Meski Gerada telah merasakan sakitnya terinfeksi covid-19, namun ia membagikan optimisme kepada orang-orang.
Ia mengatakan bahwa baginya itu hanya 'penyakit tujuh hari' dan sebagian besar orang yang terinfeksi virus ini bisa menang melawannya.
Baca Juga: Selain Rasa Pusing, Ini Gejala Stroke Iskemik, Termasuk Jatuh Tanpa Sebab yang Tidak Disengaja
"Kita semua takut akan hal itu karena kita tidak tahu tentang apa itu.
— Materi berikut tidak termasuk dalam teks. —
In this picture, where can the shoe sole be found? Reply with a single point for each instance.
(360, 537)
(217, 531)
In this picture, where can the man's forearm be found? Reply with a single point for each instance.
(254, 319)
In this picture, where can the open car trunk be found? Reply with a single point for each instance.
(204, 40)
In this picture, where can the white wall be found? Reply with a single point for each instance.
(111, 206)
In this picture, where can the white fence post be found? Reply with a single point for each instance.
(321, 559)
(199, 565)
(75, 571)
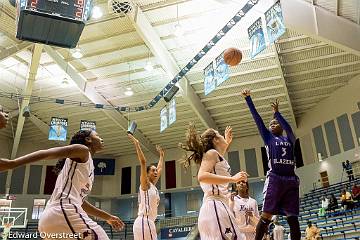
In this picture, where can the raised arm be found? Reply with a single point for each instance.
(4, 117)
(205, 174)
(284, 124)
(76, 152)
(112, 220)
(160, 163)
(228, 137)
(144, 182)
(264, 131)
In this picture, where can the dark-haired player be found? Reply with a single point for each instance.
(281, 187)
(144, 226)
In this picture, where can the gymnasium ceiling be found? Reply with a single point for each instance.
(115, 52)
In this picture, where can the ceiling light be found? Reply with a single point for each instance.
(149, 67)
(178, 30)
(64, 82)
(76, 53)
(96, 12)
(129, 92)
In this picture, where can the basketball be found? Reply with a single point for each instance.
(232, 56)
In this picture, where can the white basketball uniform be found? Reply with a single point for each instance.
(63, 213)
(241, 206)
(144, 226)
(216, 221)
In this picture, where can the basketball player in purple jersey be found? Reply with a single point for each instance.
(281, 189)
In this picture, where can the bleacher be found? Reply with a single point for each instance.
(340, 224)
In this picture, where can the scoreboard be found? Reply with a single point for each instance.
(53, 22)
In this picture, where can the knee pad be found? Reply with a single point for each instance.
(294, 224)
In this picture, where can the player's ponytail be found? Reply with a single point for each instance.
(78, 138)
(196, 144)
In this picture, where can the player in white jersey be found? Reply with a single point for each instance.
(66, 215)
(216, 221)
(245, 210)
(148, 197)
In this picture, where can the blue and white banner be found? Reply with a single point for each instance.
(176, 232)
(209, 80)
(104, 166)
(87, 125)
(274, 22)
(257, 38)
(172, 111)
(163, 119)
(58, 129)
(221, 70)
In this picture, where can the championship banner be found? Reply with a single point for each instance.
(163, 119)
(87, 125)
(176, 232)
(172, 111)
(257, 38)
(104, 166)
(221, 70)
(58, 129)
(274, 22)
(209, 81)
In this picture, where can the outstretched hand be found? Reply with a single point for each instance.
(4, 118)
(228, 135)
(133, 139)
(160, 150)
(245, 92)
(240, 176)
(116, 223)
(275, 105)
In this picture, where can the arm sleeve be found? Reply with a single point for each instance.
(286, 126)
(264, 132)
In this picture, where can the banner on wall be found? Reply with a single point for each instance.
(274, 22)
(58, 129)
(87, 125)
(178, 233)
(104, 166)
(209, 79)
(221, 70)
(172, 111)
(163, 119)
(257, 38)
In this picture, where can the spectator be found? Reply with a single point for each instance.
(333, 204)
(346, 200)
(348, 168)
(324, 206)
(312, 232)
(278, 232)
(4, 117)
(355, 192)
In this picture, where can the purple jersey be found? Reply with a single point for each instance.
(279, 149)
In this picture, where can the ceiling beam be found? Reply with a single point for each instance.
(321, 79)
(317, 22)
(90, 92)
(35, 61)
(294, 74)
(153, 41)
(11, 51)
(238, 94)
(255, 99)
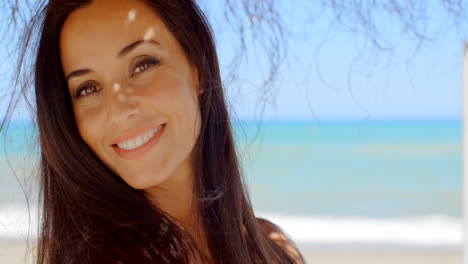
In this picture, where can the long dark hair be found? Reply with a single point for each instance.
(89, 214)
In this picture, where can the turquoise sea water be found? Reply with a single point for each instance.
(374, 169)
(332, 181)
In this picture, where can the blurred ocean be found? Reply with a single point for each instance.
(371, 182)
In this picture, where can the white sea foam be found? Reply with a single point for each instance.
(435, 230)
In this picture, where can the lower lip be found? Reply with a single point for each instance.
(142, 150)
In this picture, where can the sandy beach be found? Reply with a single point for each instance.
(15, 252)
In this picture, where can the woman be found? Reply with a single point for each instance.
(138, 163)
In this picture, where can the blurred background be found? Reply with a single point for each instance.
(347, 118)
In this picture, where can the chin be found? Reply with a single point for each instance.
(143, 182)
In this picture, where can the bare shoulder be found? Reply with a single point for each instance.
(275, 233)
Tetapi bagi saya itu hanya penyakit tujuh hari, yang saya yakini adalah pengalaman kebanyakan orang.
"Tubuh saya yang berusia 60 tahun telah berjuang melawan virus baru. Itu telah memanggil antibodi saya - jika Anda mengambil sampel darah saya sekarang, itu akan penuh dengan mereka (amtibodi), dan melindungi paru-paru, jantung, dan ginjal saya dari serangan.
"Saya melaluinya, dan yang harus saya tunjukkan untuk itu adalah sakit tenggorokan dan beberapa bisul di hidung saya yang belum sembuh.
"Sebagian besar orang yang mendapatkan virus ini akan memenangkan pertempuran melawannya," katanya.
Menurutnya, mereka yang kesulitan atau tidak bisa melawan penyakit ini disebabkan karena ada kondisi kesehatan yang mendasarinya.
Namun, bagi sebagian besar, penyakit ini bisa dihadapi.
"Itu bukan sesuatu yang bagi sebagian besar kita perlu ditakuti," katanya.